One can imagine the loose-limbed Morrison tap dancing his way through Singin’ in the Rain, which he croons Crosby style, but his breathy reading of Come Rain or Come Shine lacks a true bluesy edge, and his Ease on Down the Road is oddly anemic despite help from Smokey Robinson.
Rodgers and Hammerstein’s Younger than Springtime should be an ideal choice, Morrison having performed the role of Lt. Cable to acclaim on Broadway in 2008, but the arrangement here employs a jarring upbeat tempo that works against the legitimate style legato line usually associated with the song. Instead of dynamic swell and long phrases, Morrison sings with a throaty, sexy angst. He has the top notes but they do not dazzle.

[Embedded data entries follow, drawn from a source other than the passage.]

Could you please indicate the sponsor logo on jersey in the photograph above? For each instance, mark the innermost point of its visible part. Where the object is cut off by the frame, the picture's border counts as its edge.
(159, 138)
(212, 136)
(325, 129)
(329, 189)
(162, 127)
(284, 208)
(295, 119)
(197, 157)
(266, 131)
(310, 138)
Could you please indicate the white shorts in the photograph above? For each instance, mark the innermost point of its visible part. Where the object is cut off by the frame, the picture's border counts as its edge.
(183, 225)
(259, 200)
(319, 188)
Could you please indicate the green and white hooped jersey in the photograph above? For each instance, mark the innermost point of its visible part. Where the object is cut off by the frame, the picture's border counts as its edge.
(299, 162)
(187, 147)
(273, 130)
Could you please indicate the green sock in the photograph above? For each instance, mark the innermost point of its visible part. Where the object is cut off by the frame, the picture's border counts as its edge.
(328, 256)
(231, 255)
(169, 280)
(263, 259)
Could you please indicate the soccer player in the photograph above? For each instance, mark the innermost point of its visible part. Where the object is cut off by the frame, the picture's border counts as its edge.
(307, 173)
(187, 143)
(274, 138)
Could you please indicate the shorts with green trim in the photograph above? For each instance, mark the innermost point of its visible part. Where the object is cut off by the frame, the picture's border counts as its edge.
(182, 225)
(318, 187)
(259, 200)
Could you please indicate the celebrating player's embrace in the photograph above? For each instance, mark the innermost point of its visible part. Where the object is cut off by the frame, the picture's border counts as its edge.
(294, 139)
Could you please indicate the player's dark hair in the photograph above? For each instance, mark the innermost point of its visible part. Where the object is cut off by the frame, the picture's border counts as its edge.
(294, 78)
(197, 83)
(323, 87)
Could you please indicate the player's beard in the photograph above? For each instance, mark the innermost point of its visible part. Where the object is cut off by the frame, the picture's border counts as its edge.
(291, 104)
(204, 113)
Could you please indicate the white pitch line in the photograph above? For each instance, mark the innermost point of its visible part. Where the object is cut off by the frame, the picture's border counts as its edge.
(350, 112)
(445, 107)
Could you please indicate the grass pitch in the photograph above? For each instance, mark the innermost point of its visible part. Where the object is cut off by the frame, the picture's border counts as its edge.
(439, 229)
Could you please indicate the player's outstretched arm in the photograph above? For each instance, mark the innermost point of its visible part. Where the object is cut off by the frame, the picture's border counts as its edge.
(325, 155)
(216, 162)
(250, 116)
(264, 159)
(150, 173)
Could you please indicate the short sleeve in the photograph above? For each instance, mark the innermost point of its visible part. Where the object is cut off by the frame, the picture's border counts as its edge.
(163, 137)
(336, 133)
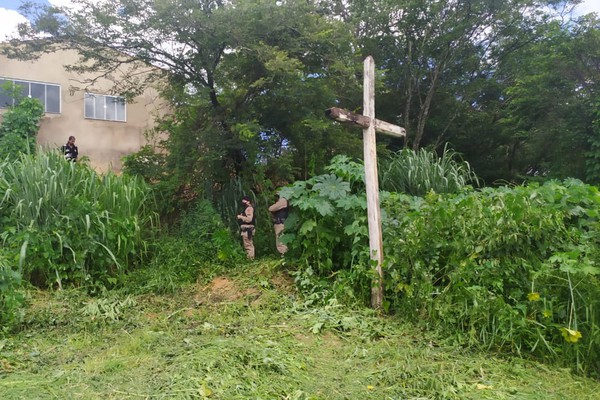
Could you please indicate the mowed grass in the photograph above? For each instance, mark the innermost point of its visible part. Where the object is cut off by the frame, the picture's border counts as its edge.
(249, 335)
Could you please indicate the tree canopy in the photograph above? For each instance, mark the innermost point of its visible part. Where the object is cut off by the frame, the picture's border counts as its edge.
(512, 85)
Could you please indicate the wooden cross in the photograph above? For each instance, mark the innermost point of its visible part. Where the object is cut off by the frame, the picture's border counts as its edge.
(370, 125)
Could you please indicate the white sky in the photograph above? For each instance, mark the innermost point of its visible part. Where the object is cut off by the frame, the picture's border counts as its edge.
(10, 18)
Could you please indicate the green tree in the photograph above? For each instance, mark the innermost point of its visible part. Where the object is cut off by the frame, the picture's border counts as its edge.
(248, 80)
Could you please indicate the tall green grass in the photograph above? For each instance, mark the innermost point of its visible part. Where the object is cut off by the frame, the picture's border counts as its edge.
(418, 172)
(65, 222)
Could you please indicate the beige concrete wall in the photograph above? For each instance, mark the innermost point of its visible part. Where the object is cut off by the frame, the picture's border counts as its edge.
(104, 142)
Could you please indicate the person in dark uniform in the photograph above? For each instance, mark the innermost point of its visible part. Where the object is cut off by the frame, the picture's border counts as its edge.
(69, 150)
(247, 221)
(279, 211)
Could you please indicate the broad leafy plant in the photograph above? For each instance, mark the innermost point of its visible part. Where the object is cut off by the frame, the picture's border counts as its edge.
(514, 269)
(19, 128)
(327, 230)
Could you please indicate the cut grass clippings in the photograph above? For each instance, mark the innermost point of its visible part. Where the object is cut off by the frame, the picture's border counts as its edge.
(254, 339)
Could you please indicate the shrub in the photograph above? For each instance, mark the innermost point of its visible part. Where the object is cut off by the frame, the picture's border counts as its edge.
(512, 269)
(196, 248)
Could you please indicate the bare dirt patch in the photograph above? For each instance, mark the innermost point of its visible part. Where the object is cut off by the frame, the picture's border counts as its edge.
(221, 290)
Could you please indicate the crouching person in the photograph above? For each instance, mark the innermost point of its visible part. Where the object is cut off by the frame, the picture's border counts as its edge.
(279, 212)
(247, 220)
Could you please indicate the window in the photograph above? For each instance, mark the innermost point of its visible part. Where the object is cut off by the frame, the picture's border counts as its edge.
(47, 93)
(108, 108)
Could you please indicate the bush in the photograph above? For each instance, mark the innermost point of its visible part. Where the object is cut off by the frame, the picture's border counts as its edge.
(419, 172)
(512, 269)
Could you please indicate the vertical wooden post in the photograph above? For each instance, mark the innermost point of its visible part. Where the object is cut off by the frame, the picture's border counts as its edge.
(371, 180)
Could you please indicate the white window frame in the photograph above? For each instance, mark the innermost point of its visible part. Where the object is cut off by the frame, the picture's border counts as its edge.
(18, 81)
(92, 99)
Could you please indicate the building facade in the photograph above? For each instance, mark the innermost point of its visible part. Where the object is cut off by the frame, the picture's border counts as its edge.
(106, 127)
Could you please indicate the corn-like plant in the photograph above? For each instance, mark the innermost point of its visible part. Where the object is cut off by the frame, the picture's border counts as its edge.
(66, 222)
(418, 172)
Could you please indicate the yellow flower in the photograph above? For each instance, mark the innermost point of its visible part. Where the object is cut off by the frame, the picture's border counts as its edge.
(571, 335)
(533, 296)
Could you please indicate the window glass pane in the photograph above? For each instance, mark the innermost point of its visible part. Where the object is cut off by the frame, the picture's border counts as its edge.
(100, 111)
(111, 108)
(121, 110)
(89, 105)
(22, 89)
(5, 98)
(38, 91)
(52, 98)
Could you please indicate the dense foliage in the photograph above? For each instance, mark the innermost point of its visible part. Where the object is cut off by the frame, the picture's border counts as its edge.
(62, 222)
(511, 85)
(511, 269)
(19, 127)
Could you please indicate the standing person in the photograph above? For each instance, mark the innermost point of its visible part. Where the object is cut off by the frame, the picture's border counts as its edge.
(247, 220)
(70, 150)
(279, 211)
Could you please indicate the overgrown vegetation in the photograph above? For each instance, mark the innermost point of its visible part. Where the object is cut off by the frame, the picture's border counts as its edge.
(249, 334)
(510, 269)
(19, 128)
(64, 223)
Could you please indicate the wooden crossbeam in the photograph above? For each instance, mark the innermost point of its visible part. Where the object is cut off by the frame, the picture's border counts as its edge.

The same is true for two other romantic Broadway tunes, As Long as She [sic] Needs Me and On the Street Where You Live. In the first he chooses a tame intimacy; there is none of the wrenching belt that Georgia Brown brought to the original interpretation, and the aria from My Fair Lady is performed in a strange jazz tempo which is stylish, but somehow not Freddy.
The best covers come toward the end of the recording where the crooning, jazz tempi, and sense of style all come together appropriately and effectively. Duke Ellington’s It Don’t Mean a Thing has an infectious beat; Rodgers and Hart’s The Lady Is a Tramp is taken at a catchy, fast tempo, and Luck Be A Lady Tonight from Guys and Dolls projects both flair and characterization. Finally, in Hey There from The Pajama Game, Morrison manages to soar vocally.
The two best interpretations come in Sondheim’s Send in the Clowns, which Morrison phrases with originality and feeling, and in the West Side Story medley, which concludes the recital. His jazzy Something’s Coming contrasts nicely with his romantic outpouring in both Tonight and Maria, where he credibly attacks the final high A finish.
The disc is worth the listen if only for these last few tracks and for the tantalizing hints it gives of the dynamic performer Matthew Morrison can be on stage. If only all of that magnetism had been captured here!